L'ensemble des organisations civiles ont créé plusieurs coordinations qui tiennent lieu d'alternative à la classe politique incapable d'assurer sa fonction de médiation et de représentation du corps social. Dans le cadre des prochaines élections, cet ensemble a décidé de constituer une alternative différente pour le pays, le Front démocratique pour un nouveau Guatemala (FDNG), fondé officiellement le 1er juillet dernier. Il sera présent aux différents niveaux des élections.
Quant aux populations déplacées, regroupées notament au sein des Communautés populaires en résistance, qui avaient perdu le droit de vote depuis longtemps, elles ont, elles aussi, l'intention de participer aux prochains scrutins. Elles ont constitué des comités civiques locaux dans le but d'obtenir des responsabilités municipales. Elles montrent ainsi leur capacité de mobilisation civique, même si elles auront à surmonter des difficultés en ce qui concerne leur inscription sur les listes électorales.

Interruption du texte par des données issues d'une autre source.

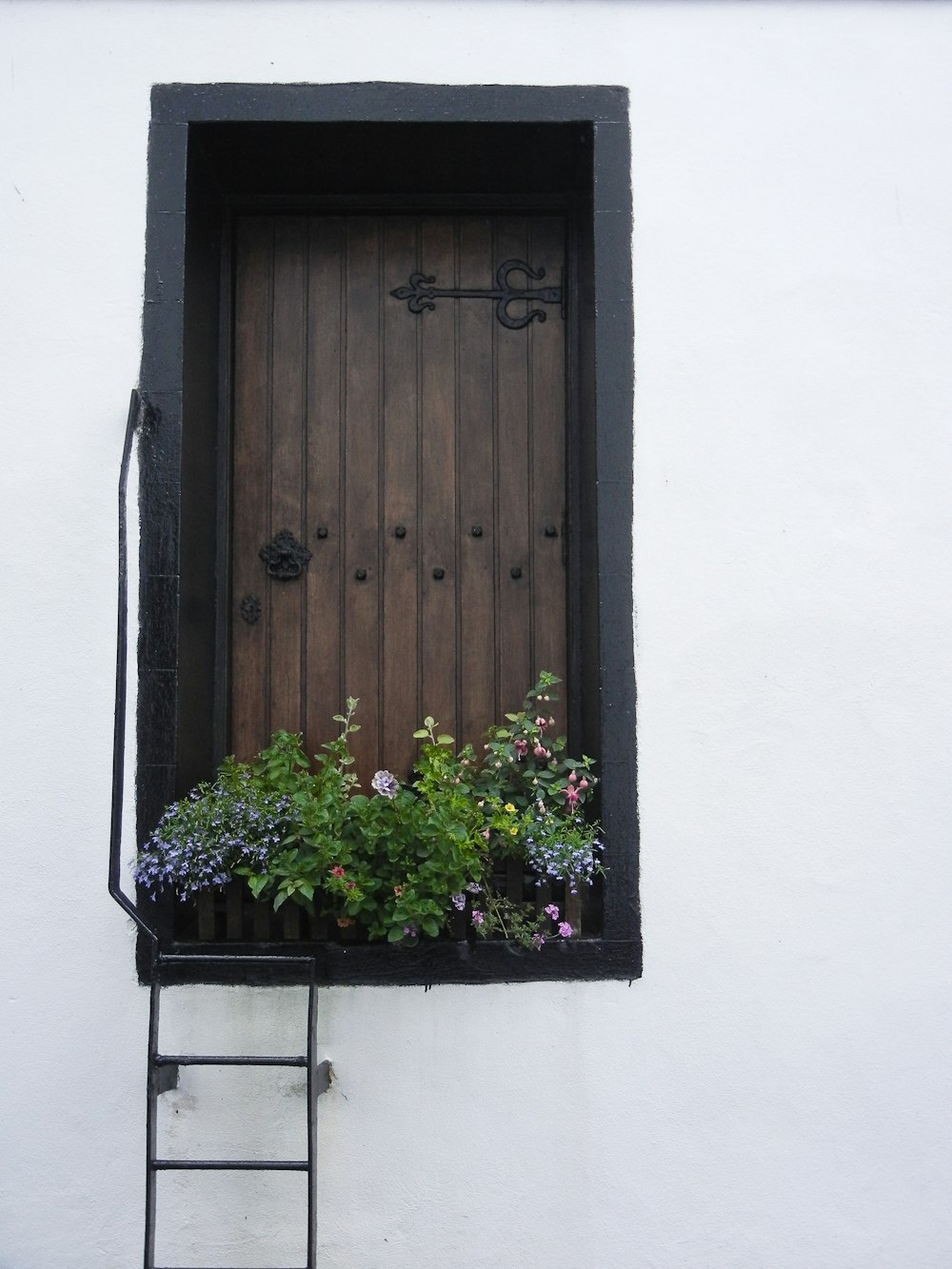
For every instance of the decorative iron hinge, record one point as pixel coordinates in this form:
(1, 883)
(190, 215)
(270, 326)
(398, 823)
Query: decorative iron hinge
(285, 556)
(421, 293)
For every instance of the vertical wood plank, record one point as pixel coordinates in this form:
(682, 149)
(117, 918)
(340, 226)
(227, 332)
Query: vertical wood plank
(513, 488)
(250, 528)
(547, 572)
(361, 647)
(288, 362)
(324, 465)
(438, 424)
(476, 522)
(400, 536)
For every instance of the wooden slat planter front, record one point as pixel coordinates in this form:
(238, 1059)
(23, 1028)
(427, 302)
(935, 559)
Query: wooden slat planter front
(232, 915)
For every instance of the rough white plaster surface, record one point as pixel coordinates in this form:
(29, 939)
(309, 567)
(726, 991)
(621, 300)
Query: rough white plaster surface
(775, 1093)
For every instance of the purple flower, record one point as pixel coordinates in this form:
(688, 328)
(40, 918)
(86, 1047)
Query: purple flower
(385, 783)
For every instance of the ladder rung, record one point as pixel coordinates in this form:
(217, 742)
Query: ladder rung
(265, 1165)
(225, 1060)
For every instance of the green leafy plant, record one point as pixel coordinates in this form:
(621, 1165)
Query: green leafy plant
(404, 860)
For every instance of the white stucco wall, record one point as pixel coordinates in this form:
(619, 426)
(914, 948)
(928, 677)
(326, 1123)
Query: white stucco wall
(775, 1093)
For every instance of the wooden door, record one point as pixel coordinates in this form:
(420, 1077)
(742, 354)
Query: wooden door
(417, 465)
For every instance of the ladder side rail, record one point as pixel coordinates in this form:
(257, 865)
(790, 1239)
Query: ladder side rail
(151, 1111)
(311, 1122)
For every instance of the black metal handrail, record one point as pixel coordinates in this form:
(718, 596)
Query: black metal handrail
(116, 890)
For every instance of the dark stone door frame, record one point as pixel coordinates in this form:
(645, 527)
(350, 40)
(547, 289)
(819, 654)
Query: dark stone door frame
(164, 480)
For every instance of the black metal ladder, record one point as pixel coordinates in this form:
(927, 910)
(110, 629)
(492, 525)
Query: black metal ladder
(163, 1075)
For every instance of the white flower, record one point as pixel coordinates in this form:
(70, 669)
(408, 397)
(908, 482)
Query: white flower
(385, 783)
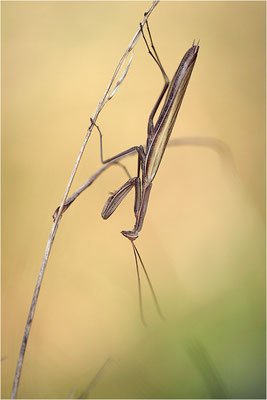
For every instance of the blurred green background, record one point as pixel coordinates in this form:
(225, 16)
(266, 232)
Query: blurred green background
(203, 240)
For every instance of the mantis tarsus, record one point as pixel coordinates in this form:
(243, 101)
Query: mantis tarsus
(149, 158)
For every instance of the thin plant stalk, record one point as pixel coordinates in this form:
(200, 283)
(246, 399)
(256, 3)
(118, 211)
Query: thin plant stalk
(109, 93)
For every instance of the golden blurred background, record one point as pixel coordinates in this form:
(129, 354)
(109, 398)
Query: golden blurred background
(203, 240)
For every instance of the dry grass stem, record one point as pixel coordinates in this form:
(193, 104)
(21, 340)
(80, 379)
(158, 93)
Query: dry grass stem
(109, 93)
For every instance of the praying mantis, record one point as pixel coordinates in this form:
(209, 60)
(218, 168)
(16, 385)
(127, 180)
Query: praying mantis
(150, 157)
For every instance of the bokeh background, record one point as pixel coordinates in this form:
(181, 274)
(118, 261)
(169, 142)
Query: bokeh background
(203, 241)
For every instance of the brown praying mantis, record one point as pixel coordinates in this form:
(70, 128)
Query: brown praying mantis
(149, 158)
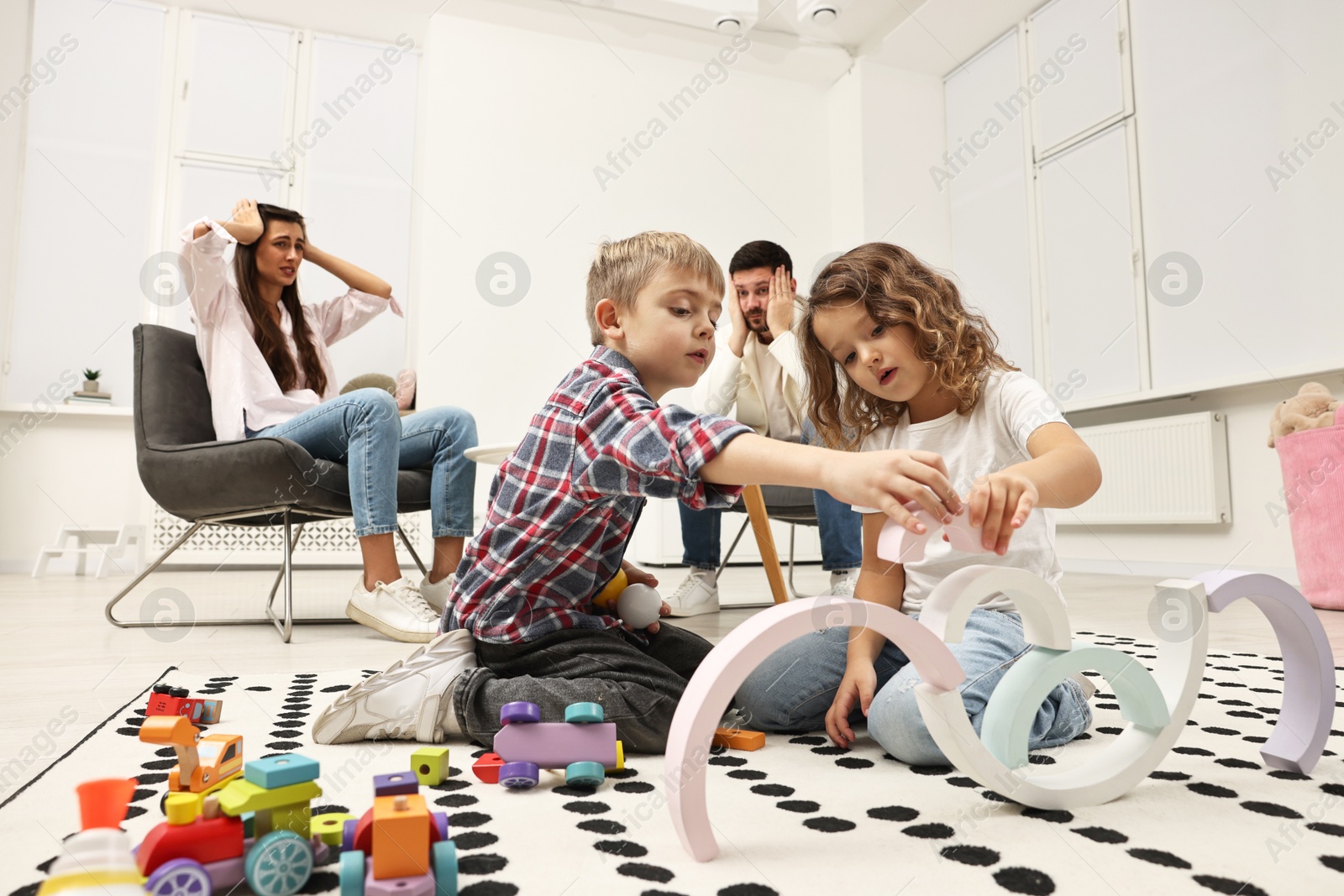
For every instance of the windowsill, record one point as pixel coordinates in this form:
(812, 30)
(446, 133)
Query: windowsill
(89, 410)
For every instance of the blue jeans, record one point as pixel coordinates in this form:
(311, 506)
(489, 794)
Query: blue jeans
(365, 432)
(840, 527)
(796, 685)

La constitution des comités civiques populaires et la formation du FDNG apportent un nouveau dynamisme au processus électoral. Le FDNG se présente comme « démocratique, pluraliste, multisectoriel, pluriculturel et avec une base populaire importante ». Il regroupe des représentants d'organisations de défense des droits de l'homme, des groupes mayas, des syndicats, des intellectuels, etc.
Il constitue une véritable alternative aux différents partis conservateurs en lice et présentera des candidats dans pratiquement tous les départements, il leur faudra convaincre l'électorat qui choisissait précédemment l'abstention.
Le FDNG s'est inscrit auprès du Tribunal suprême électoral à travers le Parti révolutionnaire (PR) et, début août, il a présenté ses candidats à la présidence et à la vice-présidence, Gonzalez del Valle et Juan Léon, dirigeant de Défense maya.
Certaines ambiguïtés sont à noter dans les choix du FDNG, comme par exemple la candidature de Gonzalez del Valle dont le passé n'est pas irréprochable. Malgré ses imperfections, lors de son premier meeting à Chimaltenango, le FDNG a rassemblé plus de 5 000 personnes. Ce regroupement est considéré comme l'une des quatre forces politiques ayant des chances aux élections municipales.
Au moment où un parti progressiste annonçait sa participation aux élections, l'extrême droite perdait un de ses candidats favoris, l'ancien dictateur Rios Montt. Lui qui occupait, il y a encore quelques mois, la première place dans les sondages, a soudain vu son avenir politique et son parti s'effondrer. Le Registre des citoyens a définitivement refusé son inscription, ainsi que celle de sa femme.
Rios Montt et les deux députés du FRG qui ont voulu défier l'ordre légal ont perdu leur immunité parlementaire et font l'objet de plusieurs procès. Les luttes internes pour la succession de Rios Montt affaiblissent davantage le FRG.
Malgré tout, le conservatisme garde toutes ses chances à l'élection présidentielle. La crise du FRG laisse la première place dans les sondages au Parti d'avancée nationale (PAN), parti conservateur fortement représenté dans le secteur privé et qui connaît lui aussi des querelles internes.
Les élections de décembre 1995 et de janvier 1996 n'apporteront probablement pas de grands changements, le président élu ayant de fortes chances de se maintenir dans la ligne de ses prédécesseurs. L'intérêt vient des espaces gagnés par la société civile qui se concrétisent dans ce processus préélectoral par la recherche d'une alternative politique avec la création d'un parti plus représentatif et la volonté de s'imposer au niveau local.